Lire Anne-Marie Beeckman, c’est entrer dans un monde que notre carapace blindée au réel nous empêche souvent de percevoir. Il est pourtant là, empli de sensations, à disposition pour peu que l’on ait gardé à portée d’esprit une part d’enfance, avec ses rêves, son imagination fertile, ses émotions, ses émerveillements, avec sa nature tranchante, ses contes, ses légendes où passent (et meurent aussi) des animaux aux yeux vifs et aux ventres qui quémandent. Pour pénétrer dans ces recoins secrets, rien de mieux que ce livre d’heures où mois et saisons égrènent leurs odeurs, leurs humeurs, leurs jeux d’ombre ou de lumière et leurs désirs susceptibles de donner de l’élan à tout être prêt à les recevoir et à s’en imprégner.

« Avril au campanile, noce de l’aiguille et du fil. Prépondérance du vert. L’étang, fourré de laîches et de petit-gris, retient les rames. Du fond du lac monte une bulle. C’est avril, tout s’effile et les avrils anciens sont écartés aux ronces. S’enfle le ventre de la parturiente, mûres noires en gésine.

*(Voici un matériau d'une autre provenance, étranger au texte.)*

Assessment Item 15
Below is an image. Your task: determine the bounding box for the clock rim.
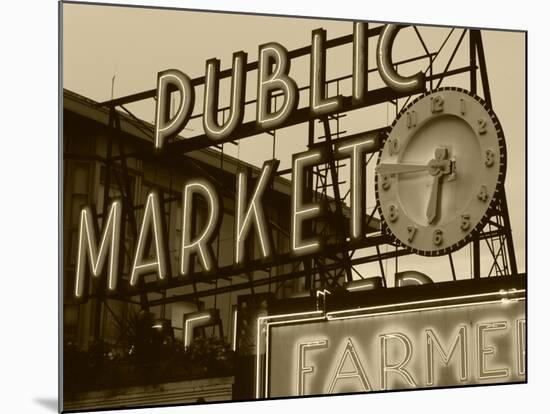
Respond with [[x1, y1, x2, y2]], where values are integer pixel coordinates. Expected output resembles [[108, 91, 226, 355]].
[[374, 86, 507, 257]]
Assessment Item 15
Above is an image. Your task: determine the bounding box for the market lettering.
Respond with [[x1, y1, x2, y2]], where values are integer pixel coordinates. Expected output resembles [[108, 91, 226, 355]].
[[294, 321, 525, 394], [235, 160, 279, 264], [153, 23, 424, 149], [74, 137, 376, 296]]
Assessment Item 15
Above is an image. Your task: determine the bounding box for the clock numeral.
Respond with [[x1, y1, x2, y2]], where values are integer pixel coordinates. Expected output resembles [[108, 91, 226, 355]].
[[406, 111, 417, 128], [484, 149, 495, 167], [388, 138, 400, 155], [407, 225, 417, 242], [460, 98, 466, 115], [388, 204, 399, 222], [431, 95, 444, 113], [381, 174, 391, 190], [433, 229, 443, 246], [460, 214, 471, 231], [478, 118, 487, 134], [477, 185, 489, 202]]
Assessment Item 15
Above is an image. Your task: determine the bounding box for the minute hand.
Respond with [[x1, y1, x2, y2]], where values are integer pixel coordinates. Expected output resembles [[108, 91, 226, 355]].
[[376, 162, 429, 175]]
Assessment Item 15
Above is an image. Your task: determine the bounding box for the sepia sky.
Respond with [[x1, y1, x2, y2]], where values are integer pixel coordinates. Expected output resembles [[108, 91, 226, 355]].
[[62, 2, 525, 283]]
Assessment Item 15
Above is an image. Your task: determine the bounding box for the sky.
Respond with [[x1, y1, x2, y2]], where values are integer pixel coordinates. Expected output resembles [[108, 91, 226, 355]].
[[62, 2, 525, 284]]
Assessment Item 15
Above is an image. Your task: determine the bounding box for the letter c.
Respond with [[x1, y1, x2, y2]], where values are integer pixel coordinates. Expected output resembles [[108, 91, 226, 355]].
[[377, 24, 425, 94]]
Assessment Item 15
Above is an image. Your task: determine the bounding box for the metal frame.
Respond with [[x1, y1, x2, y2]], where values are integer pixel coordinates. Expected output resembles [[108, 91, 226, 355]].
[[67, 24, 520, 312]]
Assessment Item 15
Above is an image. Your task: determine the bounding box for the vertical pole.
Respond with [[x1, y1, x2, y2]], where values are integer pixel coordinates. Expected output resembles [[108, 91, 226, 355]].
[[499, 189, 519, 276], [375, 245, 387, 287], [473, 30, 493, 108], [473, 238, 481, 279], [245, 167, 256, 296], [469, 29, 477, 94], [321, 117, 353, 284], [469, 29, 481, 280], [303, 120, 316, 291], [113, 113, 149, 311], [449, 253, 457, 281], [92, 108, 116, 340], [365, 23, 369, 95]]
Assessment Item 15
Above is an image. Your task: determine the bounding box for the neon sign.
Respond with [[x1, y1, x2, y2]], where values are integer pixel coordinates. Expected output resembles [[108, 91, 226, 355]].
[[153, 23, 423, 149], [130, 191, 168, 286], [73, 23, 461, 297], [181, 179, 222, 276], [74, 200, 121, 298], [264, 295, 525, 397], [73, 133, 377, 297]]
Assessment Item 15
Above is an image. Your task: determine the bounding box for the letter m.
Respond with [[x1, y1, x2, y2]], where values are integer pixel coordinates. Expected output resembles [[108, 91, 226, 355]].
[[74, 200, 122, 298], [426, 325, 468, 386]]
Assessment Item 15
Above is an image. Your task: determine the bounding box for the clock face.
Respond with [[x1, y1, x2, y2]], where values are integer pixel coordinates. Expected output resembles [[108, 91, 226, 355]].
[[375, 87, 506, 256]]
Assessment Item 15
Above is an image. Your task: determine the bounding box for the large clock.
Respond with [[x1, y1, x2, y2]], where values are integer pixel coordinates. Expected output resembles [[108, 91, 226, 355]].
[[374, 87, 506, 256]]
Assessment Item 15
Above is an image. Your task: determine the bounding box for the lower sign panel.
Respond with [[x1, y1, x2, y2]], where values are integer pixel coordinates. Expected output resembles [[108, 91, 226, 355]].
[[267, 300, 525, 397]]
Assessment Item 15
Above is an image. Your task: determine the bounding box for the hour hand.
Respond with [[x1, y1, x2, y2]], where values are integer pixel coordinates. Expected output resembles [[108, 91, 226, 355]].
[[426, 174, 441, 224], [376, 162, 429, 175]]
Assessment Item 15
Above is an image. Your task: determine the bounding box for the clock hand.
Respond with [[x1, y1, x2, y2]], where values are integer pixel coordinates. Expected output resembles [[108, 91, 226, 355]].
[[426, 174, 441, 224], [425, 147, 452, 224], [376, 162, 429, 175]]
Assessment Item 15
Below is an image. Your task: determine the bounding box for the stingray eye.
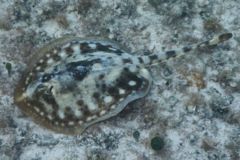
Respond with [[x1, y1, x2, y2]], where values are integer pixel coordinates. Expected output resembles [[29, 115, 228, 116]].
[[36, 84, 46, 92], [49, 86, 53, 92], [34, 84, 53, 97], [45, 86, 54, 95]]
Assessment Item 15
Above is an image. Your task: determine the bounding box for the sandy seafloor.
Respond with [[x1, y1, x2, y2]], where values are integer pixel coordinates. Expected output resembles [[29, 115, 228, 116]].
[[0, 0, 239, 160]]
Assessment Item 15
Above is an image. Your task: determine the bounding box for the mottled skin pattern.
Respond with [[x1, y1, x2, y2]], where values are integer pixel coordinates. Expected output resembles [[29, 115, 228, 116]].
[[14, 33, 232, 134]]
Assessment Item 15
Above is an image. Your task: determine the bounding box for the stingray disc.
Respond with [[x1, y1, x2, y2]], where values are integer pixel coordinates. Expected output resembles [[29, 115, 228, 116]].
[[14, 37, 152, 134]]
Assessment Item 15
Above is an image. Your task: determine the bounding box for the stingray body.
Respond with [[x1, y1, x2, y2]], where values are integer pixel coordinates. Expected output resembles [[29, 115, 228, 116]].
[[14, 33, 232, 134]]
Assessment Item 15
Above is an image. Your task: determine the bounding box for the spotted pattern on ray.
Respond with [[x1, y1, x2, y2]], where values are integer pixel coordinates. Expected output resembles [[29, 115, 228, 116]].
[[14, 33, 232, 134]]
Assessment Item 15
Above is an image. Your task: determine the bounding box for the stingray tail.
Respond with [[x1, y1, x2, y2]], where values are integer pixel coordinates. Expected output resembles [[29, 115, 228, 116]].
[[137, 33, 233, 66]]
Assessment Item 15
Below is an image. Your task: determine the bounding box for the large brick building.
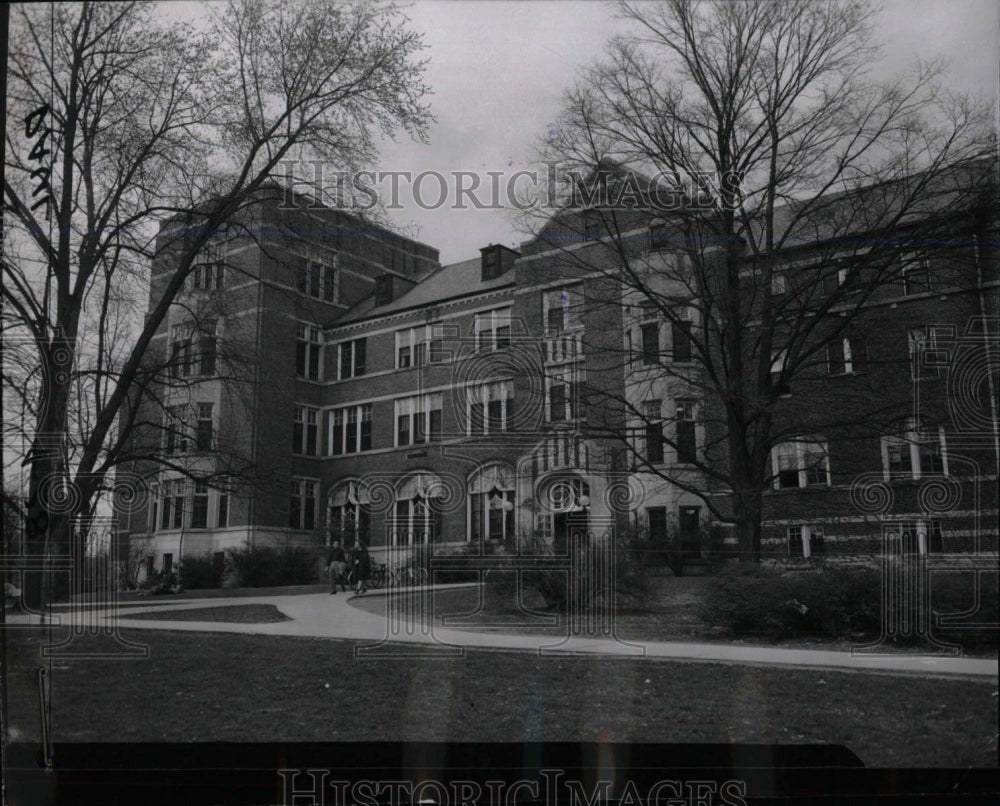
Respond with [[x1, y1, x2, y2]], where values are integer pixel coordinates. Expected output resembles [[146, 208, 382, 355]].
[[117, 172, 998, 578]]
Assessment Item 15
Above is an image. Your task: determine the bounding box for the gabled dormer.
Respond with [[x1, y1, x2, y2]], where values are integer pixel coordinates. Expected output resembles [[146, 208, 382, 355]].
[[480, 244, 519, 281]]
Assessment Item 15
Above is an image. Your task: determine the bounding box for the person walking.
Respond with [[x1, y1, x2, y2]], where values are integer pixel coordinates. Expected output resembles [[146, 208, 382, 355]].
[[352, 543, 371, 594], [327, 540, 347, 594]]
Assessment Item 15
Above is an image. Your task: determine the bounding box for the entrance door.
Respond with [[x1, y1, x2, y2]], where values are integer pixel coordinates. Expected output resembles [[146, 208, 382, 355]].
[[162, 553, 173, 575], [678, 506, 701, 558], [647, 507, 667, 542]]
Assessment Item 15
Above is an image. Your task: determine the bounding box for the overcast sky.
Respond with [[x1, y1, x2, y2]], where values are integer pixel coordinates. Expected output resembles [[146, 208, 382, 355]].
[[372, 0, 999, 264], [168, 0, 999, 264]]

Avril voulait la langue des oiseaux dans sa flûte. Avril poussait son herbe sur les tombes joyeuses où les amants passent aux cornes des béliers un anneau hésitant. Avril voulait rouler comme une pomme au bord du seau.

Avril aurait bien voulu, Mais avril mourait. Mai pourrait survivre. »

Les mois défilent. Le calendrier s’enrichit d’instants précieux, happés en regardant les haies onduler sous le vent de mai ou en surprenant les gémeaux qui basculent dans les andains de juin. Ailleurs « hommes et femmes partent pour la chasse au faucon ». L’été étire sa lumière. Les chèvres sont douces et les « grives saoules ».

« On regarde une bouffée de brume monter de la rivière. En un clin d’œil, la terre a disparu. On ne se cogne plus au fer acéré de l’ogre. On envisage un destin de ouate. Puis tout se déchire, on avale une goulée d’air. »

Parfois les heures voyagent. Anne-Marie Beeckman se transporte alors au Moyen-Age. Ou s’embarque pour le Grand Nord. En suivant Ursine, l’ourse au pelage mouillé (et parfois gelé) qui cherche de quoi augmenter son taux de graisse en pataugeant dans les cours d’eau ou en guettant du cormoran frais sur les berges.

« Ursine, les traces sanglantes autour de ton museau ne sont pas jus d’arbouse. On dit aussi busserole. On dit raisin d’ours. Mais au bel aujourd’hui ta faim est d’autre sorte. La grande volaille blanche se raidit et succombe, on trouve un enfant étendu sur une aile de cygne. »

Suggestive à souhait, recelant de nombreuses associations de mots qui n’ont pas l’habitude de s’accoler (et qui ouvrent ainsi en grand les fenêtres de l’imagination), la poésie d’Anne-Marie Beeckman est claire et lumineuse, comme peut l’être l’eau d’une rivière qui donne à voir le gravier doré de son lit en même temps que le ciel qui se reflète à sa surface. Poésie magique, sensuelle, d’une enivrante fraîcheur.

 Anne-Marie Beeckman : Les heures, éditions Pierre Mainard.